Tutorial: Analyzing Okera Audit Logs¶

This self-service tutorial shows you how you can access and query the Okera audit logs. It explains how to write SQL queries for important information stored in the logs, which is useful when managing a cluster or when performing an audit.

Difficulty: Intermediate
Time needed: 4 hour

Introduction¶

Clients, that is, users and applications, can use any of the available Okera endpoints to issue metadata requests and query managed datasets. Every access transaction from these clients is logged by the Okera audit engine as JSON records stored in text files. These files are uploaded regularly to a configurable storage service and made available as system tables and related views, allowing them to be queried by administrators.
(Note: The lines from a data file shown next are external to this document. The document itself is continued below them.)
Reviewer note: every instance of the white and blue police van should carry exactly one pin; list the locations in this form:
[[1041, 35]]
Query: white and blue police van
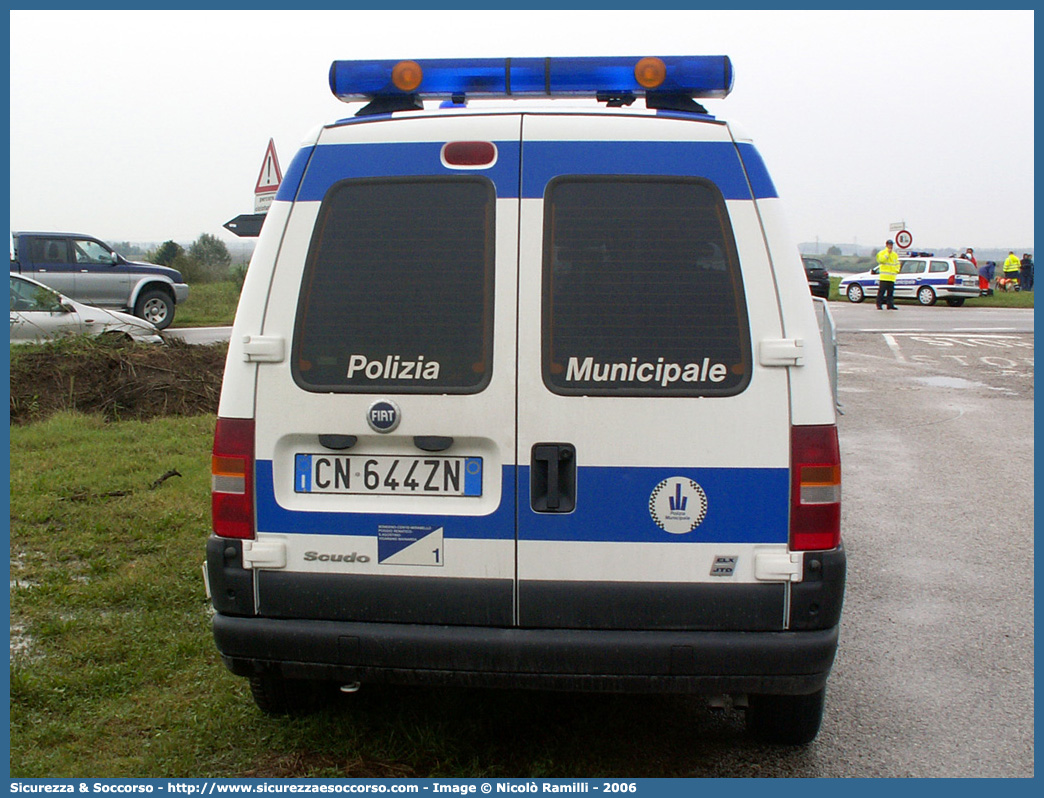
[[526, 390], [922, 276]]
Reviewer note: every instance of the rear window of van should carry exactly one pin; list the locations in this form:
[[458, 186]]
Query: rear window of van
[[642, 291], [398, 288]]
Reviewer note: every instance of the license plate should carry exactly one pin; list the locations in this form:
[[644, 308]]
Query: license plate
[[387, 475]]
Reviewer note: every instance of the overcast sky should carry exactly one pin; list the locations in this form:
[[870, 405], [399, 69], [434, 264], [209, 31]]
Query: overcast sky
[[148, 125]]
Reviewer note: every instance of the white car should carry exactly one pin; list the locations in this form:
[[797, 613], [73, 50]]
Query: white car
[[924, 278], [39, 312]]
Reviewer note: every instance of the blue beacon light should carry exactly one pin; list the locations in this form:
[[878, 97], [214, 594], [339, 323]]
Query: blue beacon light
[[668, 81]]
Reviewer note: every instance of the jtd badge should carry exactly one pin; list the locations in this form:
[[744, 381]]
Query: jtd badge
[[678, 505]]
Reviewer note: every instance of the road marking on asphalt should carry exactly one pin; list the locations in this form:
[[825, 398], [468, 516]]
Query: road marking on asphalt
[[894, 346]]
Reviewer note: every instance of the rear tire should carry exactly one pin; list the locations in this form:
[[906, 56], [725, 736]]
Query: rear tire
[[156, 306], [277, 696], [785, 720]]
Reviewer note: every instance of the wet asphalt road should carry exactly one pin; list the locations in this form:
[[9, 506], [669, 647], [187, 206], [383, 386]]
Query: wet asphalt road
[[934, 676]]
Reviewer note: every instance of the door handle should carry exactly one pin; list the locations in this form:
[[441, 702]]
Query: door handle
[[552, 477]]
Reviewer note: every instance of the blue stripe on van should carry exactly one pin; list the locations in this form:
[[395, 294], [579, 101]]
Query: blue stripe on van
[[743, 506], [331, 163], [291, 181], [315, 169], [761, 184]]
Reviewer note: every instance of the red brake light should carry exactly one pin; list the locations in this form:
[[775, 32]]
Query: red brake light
[[232, 478], [815, 488], [473, 154]]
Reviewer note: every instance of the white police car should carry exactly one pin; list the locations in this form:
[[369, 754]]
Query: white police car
[[923, 277], [529, 394]]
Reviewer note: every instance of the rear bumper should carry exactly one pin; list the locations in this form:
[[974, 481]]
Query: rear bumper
[[710, 662]]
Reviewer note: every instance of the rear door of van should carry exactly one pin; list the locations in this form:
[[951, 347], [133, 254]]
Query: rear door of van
[[654, 447], [385, 438]]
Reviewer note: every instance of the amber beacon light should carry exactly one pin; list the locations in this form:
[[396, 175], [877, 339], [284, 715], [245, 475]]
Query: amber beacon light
[[650, 72], [407, 75]]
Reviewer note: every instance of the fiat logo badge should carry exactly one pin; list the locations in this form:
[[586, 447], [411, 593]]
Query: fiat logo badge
[[383, 416]]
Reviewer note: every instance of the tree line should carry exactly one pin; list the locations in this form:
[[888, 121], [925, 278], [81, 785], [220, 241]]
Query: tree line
[[206, 260]]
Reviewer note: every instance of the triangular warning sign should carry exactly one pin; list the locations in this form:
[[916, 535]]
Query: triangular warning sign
[[270, 175]]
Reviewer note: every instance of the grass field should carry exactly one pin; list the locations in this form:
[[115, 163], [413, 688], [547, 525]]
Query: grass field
[[114, 672], [209, 305]]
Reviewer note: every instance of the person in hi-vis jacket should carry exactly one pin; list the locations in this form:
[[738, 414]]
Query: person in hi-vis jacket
[[887, 267]]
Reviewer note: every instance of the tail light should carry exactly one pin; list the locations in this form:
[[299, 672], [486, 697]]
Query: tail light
[[815, 488], [232, 478]]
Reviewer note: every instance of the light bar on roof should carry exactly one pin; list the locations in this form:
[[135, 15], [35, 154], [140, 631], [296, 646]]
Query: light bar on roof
[[694, 76]]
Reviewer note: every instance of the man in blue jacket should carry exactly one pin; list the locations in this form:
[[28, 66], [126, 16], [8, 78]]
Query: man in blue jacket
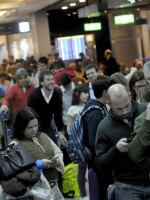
[[131, 180]]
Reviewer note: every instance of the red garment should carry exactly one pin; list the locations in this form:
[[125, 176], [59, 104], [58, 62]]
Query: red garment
[[17, 96], [66, 70]]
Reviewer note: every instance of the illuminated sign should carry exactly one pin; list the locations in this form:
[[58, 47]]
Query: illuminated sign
[[124, 19], [89, 38], [92, 26], [24, 27]]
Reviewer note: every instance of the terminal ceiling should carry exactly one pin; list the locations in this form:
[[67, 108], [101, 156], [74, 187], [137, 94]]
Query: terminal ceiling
[[12, 10]]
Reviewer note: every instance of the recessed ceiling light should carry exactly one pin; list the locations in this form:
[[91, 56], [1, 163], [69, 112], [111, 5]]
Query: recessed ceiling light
[[2, 13], [64, 7], [72, 4], [81, 1]]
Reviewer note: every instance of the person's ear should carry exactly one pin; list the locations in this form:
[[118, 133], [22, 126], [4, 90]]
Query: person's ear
[[41, 83], [130, 95], [104, 93]]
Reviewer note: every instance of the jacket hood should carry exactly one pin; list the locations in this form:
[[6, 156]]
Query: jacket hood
[[134, 108], [91, 102]]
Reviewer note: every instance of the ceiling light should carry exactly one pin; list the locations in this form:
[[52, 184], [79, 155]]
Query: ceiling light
[[81, 1], [72, 4], [64, 7], [2, 13]]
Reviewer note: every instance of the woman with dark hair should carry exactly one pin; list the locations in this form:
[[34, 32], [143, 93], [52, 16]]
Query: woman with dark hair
[[79, 98], [137, 81], [40, 146]]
The following shows the audit log-related datasets in the Okera UI.

Okera UI with audit log-related datasets

Data managers, such as data owners, stewards, or line-of-business (LOB) managers, often require insight into what users do with the data they manage. The audit log-related datasets provide a great source of information to create insights using standard SQL queries.

Audit Log Records¶

As explained in our Auditing documentation, the JSON records stored in the log file comprise a long list of columns that contain details about the request that was made.

The following shows an example where the user creates and then drops a database.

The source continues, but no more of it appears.